UFBの個数が分かるだけでは、何故加工に効果があるのかの説明にならない。次に渡辺は、以前から超精密加工の指導をいただいていた中部大学の鈴木教授に師事した。鈴木教授は研削加工の権威である。そこで指導を受ける中、面白い実験結果を得ることができた。それは、クーラントの基礎特性の把握を行うための実験で、板にUFBを含む液滴を垂らして傾けてみた。すると、どうであろうUFBが含まれると、含んでいないものより滑りやすいのである。言い換えれば、これは表面に付着するエネルギーが小さいということであり、砥石表面の研削屑をより排出する効果が期待できるということでもあった。

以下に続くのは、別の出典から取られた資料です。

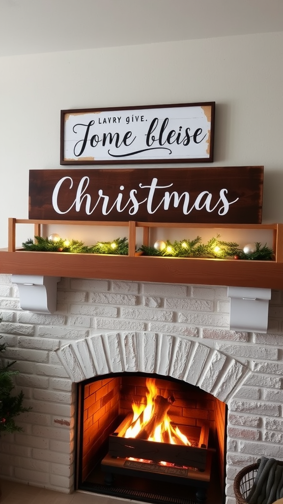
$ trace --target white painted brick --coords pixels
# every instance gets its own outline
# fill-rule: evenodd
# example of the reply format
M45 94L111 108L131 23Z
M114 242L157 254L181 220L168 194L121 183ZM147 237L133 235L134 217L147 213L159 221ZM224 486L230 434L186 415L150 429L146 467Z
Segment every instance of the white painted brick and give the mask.
M100 319L97 318L97 329L113 329L114 331L144 331L146 324L141 321L123 320L122 319Z
M252 362L253 370L266 374L283 375L283 364L273 362Z
M230 413L229 422L233 425L241 425L245 427L260 427L261 420L259 416L251 416Z
M17 365L18 366L18 363ZM37 374L47 376L57 376L58 378L68 378L68 375L61 365L51 365L50 364L37 364Z
M21 309L20 300L6 299L0 299L0 309L19 310Z
M227 433L231 437L238 437L256 441L260 438L260 431L256 429L243 429L236 427L228 427Z
M60 464L51 463L50 472L53 474L59 474L60 476L69 477L74 474L74 466L73 464L69 466L62 466Z
M49 390L40 390L39 389L34 390L33 398L39 401L47 401L63 404L70 404L72 402L70 393Z
M263 433L263 438L264 441L267 441L268 443L283 444L283 433L282 432L274 432L267 430Z
M264 374L256 374L255 373L252 373L248 377L246 385L266 387L270 389L281 389L282 385L282 380L281 378L279 378L277 376L269 376Z
M138 358L135 333L120 333L119 337L125 371L137 372L139 370Z
M226 360L226 357L219 352L214 351L209 367L199 377L197 385L203 390L210 393Z
M233 341L248 341L248 333L223 329L202 329L202 337L209 340L228 340Z
M190 353L192 343L188 340L176 338L175 355L171 359L170 375L177 380L182 380L188 371L187 363Z
M57 303L58 308L58 302L77 302L83 303L87 300L87 294L86 292L75 292L69 291L58 290L57 292Z
M1 332L32 336L34 334L34 327L27 324L11 324L3 322L1 324Z
M112 292L119 292L119 294L138 294L139 285L136 282L112 280L110 282L109 290Z
M239 450L241 453L248 453L250 455L256 455L258 457L262 456L262 443L249 443L245 441L239 441ZM283 446L282 445L269 444L265 443L264 444L264 455L268 454L270 458L274 458L280 460L283 457Z
M164 299L157 296L145 296L144 298L144 305L146 308L164 308Z
M266 429L272 430L279 430L283 432L283 420L277 420L276 418L266 418L264 426Z
M33 338L20 337L18 344L20 348L31 348L34 350L55 350L59 346L59 342L55 340L35 337Z
M90 319L89 319L89 327L90 327ZM60 328L42 326L38 328L38 336L42 338L54 338L60 340L77 340L87 338L89 335L89 331L78 328L74 329L72 326L75 325L76 324L71 324L70 326ZM78 325L79 326L80 324Z
M13 311L1 311L0 318L5 322L13 322L15 319L16 314Z
M39 413L46 413L50 415L61 415L62 416L70 416L72 407L68 404L60 404L56 403L43 402L41 401L29 401L25 406L30 406L32 411Z
M216 305L217 311L219 313L230 313L230 303L229 301L218 301Z
M5 357L13 360L31 361L35 362L47 362L48 352L44 350L25 348L7 348Z
M167 298L165 307L174 310L187 310L189 311L212 311L213 303L205 299L191 299L189 298Z
M21 420L22 422L32 425L50 425L51 417L49 414L44 415L31 411L22 413L21 415Z
M50 483L57 487L61 487L63 488L72 488L74 484L73 476L63 476L58 474L50 474Z
M3 285L12 285L11 275L1 274L0 275L0 284Z
M152 333L137 335L139 370L146 373L157 372L158 336Z
M264 360L277 360L278 359L278 350L275 348L256 347L254 345L228 345L218 342L216 343L216 347L221 352L235 357Z
M280 347L283 346L282 334L261 334L255 333L254 337L254 342L257 345L272 345Z
M175 338L170 335L162 335L158 338L155 366L158 374L164 376L168 374L174 341Z
M31 311L23 311L19 314L19 322L22 324L32 324L34 325L46 325L62 326L65 323L65 317L56 313L34 313Z
M79 327L80 326L81 326L82 328L83 328L83 327L86 327L86 328L91 327L92 320L92 319L91 317L84 317L83 315L83 316L82 316L82 315L77 315L77 316L70 315L70 316L69 316L69 317L68 317L68 318L67 318L67 325L68 325L67 329L68 329L69 330L69 326L77 326L78 327ZM74 335L76 335L76 333L75 333L74 330L73 329L73 328L72 329L72 331L74 331ZM87 331L85 332L85 333L87 334ZM83 337L83 334L84 334L83 331L79 331L78 330L78 334L81 334L82 335L82 337ZM79 337L78 336L78 337Z
M70 380L50 378L49 383L51 390L62 390L67 392L70 392L72 390L72 382Z
M12 434L6 434L5 438L8 439L12 437ZM13 437L14 441L14 437ZM32 448L31 447L22 446L19 444L16 444L12 442L10 444L8 442L2 443L1 445L1 453L10 454L15 457L30 457L31 456Z
M179 322L183 324L190 324L196 326L229 327L229 317L228 315L217 315L214 313L180 313Z
M171 322L173 320L173 312L169 310L122 308L121 317L138 320L162 320Z
M19 445L29 446L31 448L39 448L46 450L48 447L49 440L33 435L25 435L18 432L15 434L15 440Z
M45 376L21 374L16 376L16 383L21 387L47 389L49 387L49 379Z
M162 322L150 322L149 329L150 331L165 334L178 334L180 336L191 336L197 337L198 329L197 327L190 326L181 325L180 324L163 324Z
M48 473L39 472L38 471L15 467L15 475L16 478L26 483L41 483L45 484L49 481Z
M185 285L156 283L144 283L143 285L144 294L146 295L155 294L164 297L168 296L170 297L186 297L187 296L187 288Z
M278 405L262 401L239 401L233 400L230 403L230 410L233 412L247 413L249 414L263 415L267 416L278 417L280 409Z
M12 286L0 285L0 297L10 297L12 295Z
M199 344L195 346L192 358L189 362L185 381L192 385L196 384L209 353L209 349L207 347Z
M45 425L33 425L32 433L34 436L39 436L48 439L60 439L61 441L69 441L70 433L68 429L53 427Z
M72 314L91 317L116 317L118 314L118 309L114 306L100 306L95 304L72 304L70 312Z
M217 388L214 389L213 393L221 401L228 402L230 397L233 395L239 381L248 376L250 372L249 369L241 362L233 360L223 374Z
M72 278L70 281L72 290L89 291L92 292L107 292L109 290L109 285L108 280Z
M135 306L139 303L137 296L112 292L91 292L89 300L91 302L100 304L126 304L132 306Z
M272 403L283 403L283 390L264 390L263 399Z
M40 450L34 448L32 450L32 457L38 460L45 460L49 462L56 462L56 464L61 464L63 465L68 466L72 462L72 457L69 453L64 453L58 451L53 451L50 450Z
M242 387L234 395L234 397L242 399L259 399L260 390L252 387Z
M70 463L73 461L75 445L73 441L69 441L67 443L65 441L60 441L59 439L50 439L49 447L52 452L61 453L64 455L65 462L61 463L64 465L69 466ZM67 457L66 457L66 455L67 456ZM51 459L48 457L48 459L46 460L50 460ZM53 461L53 459L52 461ZM55 460L54 462L56 462L56 461Z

鈴木教授の指導のもと、これまでの成果をひとまとめにして学会で発表することになった。内容は、UFB個数の測定結果、クーラントの特性の変化、砥石からワークが受ける力の測定などである。材料メーカーの当社にとって、2019年3月の精密工学会での発表は、当初非常に敷居が高いと感じていたが、発表が終わってみると大変好意的に受け止められていたことに、とても恐縮した。これを機にその後も、8月には砥粒加工学会秋季大会、9月は精密工学会秋季大会でも発表を行い、UFBの研究分野でも更なる信頼度の向上に向け、積極的に取組んでいる。

今後の展望

実は、前編の冒頭に登場した金型メーカーの社長には、UFB発生装置を購入してもらっている。工具寿命が1.5倍以上に伸びたこと、鋳物の切削でツールマークが消えたことなど、今では加工データを提供してもらっている、とても良好な関係にある。

UFB発生装置は、材料メーカーである当社の既存製品とはまったく勝手が違う。加工機にほとんど触れたことのない販売スタッフが、どうやって技術者の日々の課題解決に向けこの商品を説明したらよいかといった工夫や、当社のメイン商材とは異なる販路の開拓にも、日夜苦労を重ねている。一方で、このUFB発生装置は材料・部品メーカーの当社が、日本のモノづくりの復活を目指して商品化した装置であり、この仕事には非常にやりがいと誇りを感じている。